On the other hand, if we sample a point on the background and the numbers are 160, 140, 140, the implication is that we have too much red and we should therefore Adjust Color to reduce the red in the image.  

A tiny little complication.  In addition to the direct light that falls on the background, reflected light from the turning does as well. This reflected light alters the color of the background as it appears in the image.  If you sample different parts of the background, you will see that the unbalance between “the numbers” varies from point to point as a consequence of the reflected light.  

However, all is not lost.  The edges of the background and the upper corners probably receive less reflected light and are therefore closer to being a pure shade of gray.  If we sample these areas, it is likely that the numbers will closely represent the true overall color cast (or lack of it) in the image.  

For example, if the upper right hand corner gives a sample of  113, 110, 92,  we should increase the blue to bring it more in line with the red and green.

Finish the Job

Before we wandered off to consider saturation, hue, and eyedroppers, we were in the process of correcting the color balance for the little box.  We got to the point where the image appeared as shown at right after we adjusted the brightness and contrast.

To finish the job, we will use the eyedropper trick to indicate the corrections we need to make.  So, here we go.

We click on the two squares (foreground – background colors) to open the color picker dialog box.  Moving the mouse out of the dialog box and onto the image causes it to become an eyedropper.

When we sample the shadow area just to the left of the base of the box, we get, for R G B, 180, 175, and 167.  This indicates an excess of red and a deficiency of blue.  Further, clicking all around the upper regions of the background gives numbers with the same bias toward the red.  Therefore, we will reduce the red and increase the blue, each by one click.  
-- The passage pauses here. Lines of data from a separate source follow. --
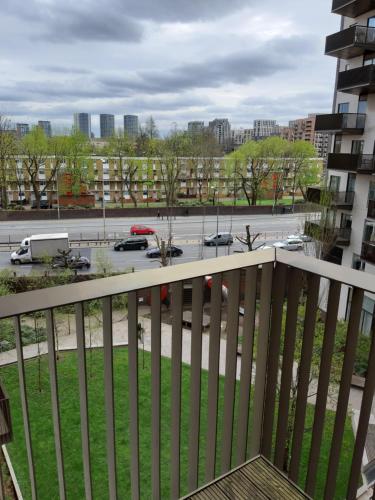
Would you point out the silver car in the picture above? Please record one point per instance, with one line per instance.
(289, 244)
(218, 239)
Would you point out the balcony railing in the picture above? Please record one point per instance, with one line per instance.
(362, 164)
(335, 236)
(253, 413)
(5, 418)
(368, 251)
(357, 81)
(325, 197)
(351, 42)
(352, 8)
(343, 123)
(371, 209)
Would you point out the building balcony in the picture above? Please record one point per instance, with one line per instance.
(341, 123)
(334, 236)
(159, 418)
(352, 8)
(334, 199)
(362, 164)
(351, 42)
(371, 209)
(357, 81)
(368, 251)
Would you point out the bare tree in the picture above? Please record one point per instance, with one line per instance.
(8, 148)
(249, 240)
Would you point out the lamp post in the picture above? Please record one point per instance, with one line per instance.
(217, 219)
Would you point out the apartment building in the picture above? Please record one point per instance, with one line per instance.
(107, 125)
(220, 127)
(265, 128)
(82, 122)
(22, 129)
(240, 136)
(351, 162)
(195, 127)
(131, 125)
(45, 125)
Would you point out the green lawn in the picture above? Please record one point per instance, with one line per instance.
(42, 431)
(287, 200)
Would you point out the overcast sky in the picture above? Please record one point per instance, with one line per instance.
(178, 60)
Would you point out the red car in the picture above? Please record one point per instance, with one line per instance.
(138, 229)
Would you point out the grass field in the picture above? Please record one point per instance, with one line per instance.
(42, 431)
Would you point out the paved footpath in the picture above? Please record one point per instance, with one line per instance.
(120, 338)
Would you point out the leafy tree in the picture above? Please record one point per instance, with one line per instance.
(249, 240)
(35, 148)
(8, 148)
(175, 147)
(122, 146)
(253, 163)
(305, 170)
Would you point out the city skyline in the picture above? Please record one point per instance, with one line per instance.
(254, 72)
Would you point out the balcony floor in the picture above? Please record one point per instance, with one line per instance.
(256, 479)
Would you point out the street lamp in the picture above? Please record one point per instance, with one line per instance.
(217, 219)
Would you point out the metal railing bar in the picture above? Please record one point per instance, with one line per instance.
(246, 362)
(350, 277)
(364, 418)
(109, 396)
(213, 375)
(27, 302)
(133, 392)
(195, 382)
(294, 292)
(25, 407)
(82, 376)
(323, 384)
(304, 373)
(230, 368)
(177, 301)
(155, 394)
(344, 392)
(261, 364)
(278, 294)
(55, 402)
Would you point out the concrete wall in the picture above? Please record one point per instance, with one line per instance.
(9, 215)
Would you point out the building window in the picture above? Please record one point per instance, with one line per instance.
(367, 315)
(334, 183)
(371, 191)
(357, 263)
(357, 147)
(337, 143)
(362, 104)
(343, 107)
(369, 59)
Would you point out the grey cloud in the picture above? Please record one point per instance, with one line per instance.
(116, 20)
(51, 68)
(240, 67)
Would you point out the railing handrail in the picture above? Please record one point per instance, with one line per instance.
(47, 298)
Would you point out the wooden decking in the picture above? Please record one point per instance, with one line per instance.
(257, 479)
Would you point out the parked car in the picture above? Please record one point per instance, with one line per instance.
(72, 262)
(304, 237)
(173, 251)
(42, 204)
(131, 244)
(289, 244)
(141, 230)
(218, 239)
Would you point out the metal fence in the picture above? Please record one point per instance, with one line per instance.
(255, 413)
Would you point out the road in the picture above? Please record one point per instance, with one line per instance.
(187, 233)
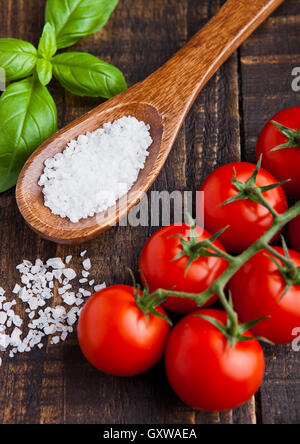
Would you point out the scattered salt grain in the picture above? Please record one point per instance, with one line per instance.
(35, 291)
(69, 273)
(55, 263)
(95, 170)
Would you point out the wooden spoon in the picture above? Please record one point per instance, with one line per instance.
(162, 100)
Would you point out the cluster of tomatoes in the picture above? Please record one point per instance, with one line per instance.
(121, 334)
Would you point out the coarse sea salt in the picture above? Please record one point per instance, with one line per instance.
(96, 170)
(34, 299)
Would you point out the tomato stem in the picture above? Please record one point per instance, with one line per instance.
(148, 301)
(293, 137)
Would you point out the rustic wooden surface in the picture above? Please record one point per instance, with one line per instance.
(57, 385)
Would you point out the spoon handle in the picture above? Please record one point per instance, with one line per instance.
(173, 88)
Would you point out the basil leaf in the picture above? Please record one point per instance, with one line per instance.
(17, 58)
(85, 75)
(47, 44)
(74, 19)
(28, 116)
(44, 71)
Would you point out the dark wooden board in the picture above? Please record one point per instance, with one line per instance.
(57, 385)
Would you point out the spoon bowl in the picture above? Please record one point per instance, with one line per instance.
(162, 101)
(31, 199)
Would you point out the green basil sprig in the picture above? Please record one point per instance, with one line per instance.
(85, 75)
(17, 58)
(28, 114)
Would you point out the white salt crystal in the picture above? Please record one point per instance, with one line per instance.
(55, 263)
(16, 289)
(87, 264)
(69, 273)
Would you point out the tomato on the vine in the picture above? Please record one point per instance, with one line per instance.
(257, 290)
(284, 162)
(206, 372)
(116, 336)
(294, 233)
(247, 220)
(160, 269)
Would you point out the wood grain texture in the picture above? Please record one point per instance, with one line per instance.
(162, 100)
(56, 384)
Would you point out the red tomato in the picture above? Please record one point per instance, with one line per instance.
(284, 163)
(114, 335)
(204, 372)
(248, 220)
(159, 270)
(294, 233)
(256, 291)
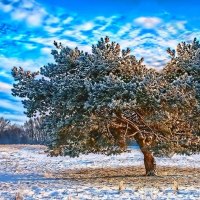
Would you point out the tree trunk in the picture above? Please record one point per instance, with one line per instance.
(149, 163)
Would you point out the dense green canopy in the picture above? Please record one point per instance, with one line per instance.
(99, 101)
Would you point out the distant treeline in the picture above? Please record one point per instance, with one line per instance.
(29, 133)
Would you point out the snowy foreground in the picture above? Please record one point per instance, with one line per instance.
(26, 172)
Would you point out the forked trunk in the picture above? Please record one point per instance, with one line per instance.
(149, 163)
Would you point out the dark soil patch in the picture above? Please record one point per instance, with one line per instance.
(185, 177)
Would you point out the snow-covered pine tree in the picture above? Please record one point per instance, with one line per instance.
(98, 102)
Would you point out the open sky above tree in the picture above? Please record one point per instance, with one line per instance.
(28, 29)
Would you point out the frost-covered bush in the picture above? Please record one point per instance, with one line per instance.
(99, 101)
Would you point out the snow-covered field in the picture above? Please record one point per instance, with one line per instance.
(27, 172)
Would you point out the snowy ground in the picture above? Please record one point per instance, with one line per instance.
(28, 172)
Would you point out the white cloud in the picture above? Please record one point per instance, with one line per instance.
(85, 27)
(68, 20)
(8, 63)
(147, 22)
(19, 14)
(35, 19)
(5, 87)
(5, 8)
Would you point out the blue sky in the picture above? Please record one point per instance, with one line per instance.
(29, 27)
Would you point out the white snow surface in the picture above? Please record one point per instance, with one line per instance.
(22, 172)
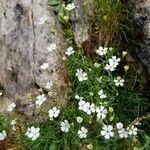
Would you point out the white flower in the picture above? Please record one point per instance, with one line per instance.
(82, 132)
(79, 97)
(101, 94)
(89, 108)
(11, 107)
(113, 63)
(69, 51)
(101, 112)
(13, 122)
(79, 119)
(42, 19)
(81, 104)
(119, 81)
(44, 66)
(40, 99)
(49, 85)
(53, 113)
(33, 133)
(132, 130)
(107, 131)
(2, 135)
(51, 47)
(65, 126)
(122, 133)
(119, 125)
(102, 51)
(81, 75)
(70, 6)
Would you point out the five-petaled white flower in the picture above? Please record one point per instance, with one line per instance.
(81, 75)
(42, 19)
(101, 94)
(3, 134)
(11, 107)
(113, 63)
(53, 113)
(33, 133)
(101, 112)
(79, 119)
(40, 99)
(65, 126)
(49, 84)
(69, 51)
(132, 130)
(102, 50)
(119, 81)
(70, 7)
(81, 104)
(51, 47)
(44, 66)
(122, 133)
(107, 131)
(119, 125)
(82, 132)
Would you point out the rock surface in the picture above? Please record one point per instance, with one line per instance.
(141, 9)
(27, 30)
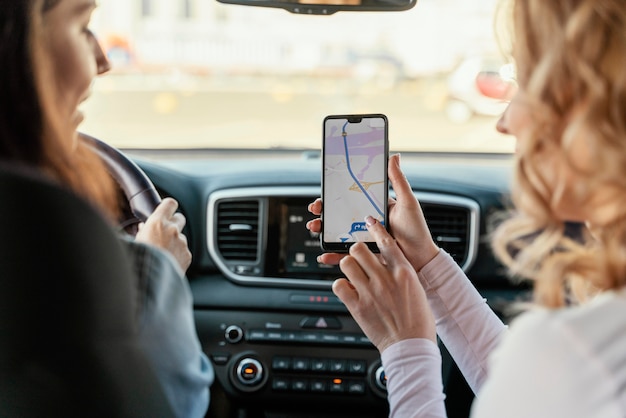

Now we’re wanting to make only small changes because the image is already close to having a good balance.  Therefore, we move the slider (item 2 in the color variations dialog box) all the way to the left.  We don’t need “drastic” at this point.  The result of making the corrections is shown at right.  

Now, quite frankly, I can hardly see the difference.  However, clicking in the same area as before, the numbers are 165, 162, and 160.  The red is still a bit strong and the blue a bit weak, but these are really close.  Clicking around the background gives similar results.  

One more time:  Let’s give the blue one more click. Here’s the result.

The eyedropper test on the background above the level of the finial now reveals an almost perfect neutral gray, the numbers being within a couple of points of each other. The foreground still shows an excess of red because of reflected light from the turning.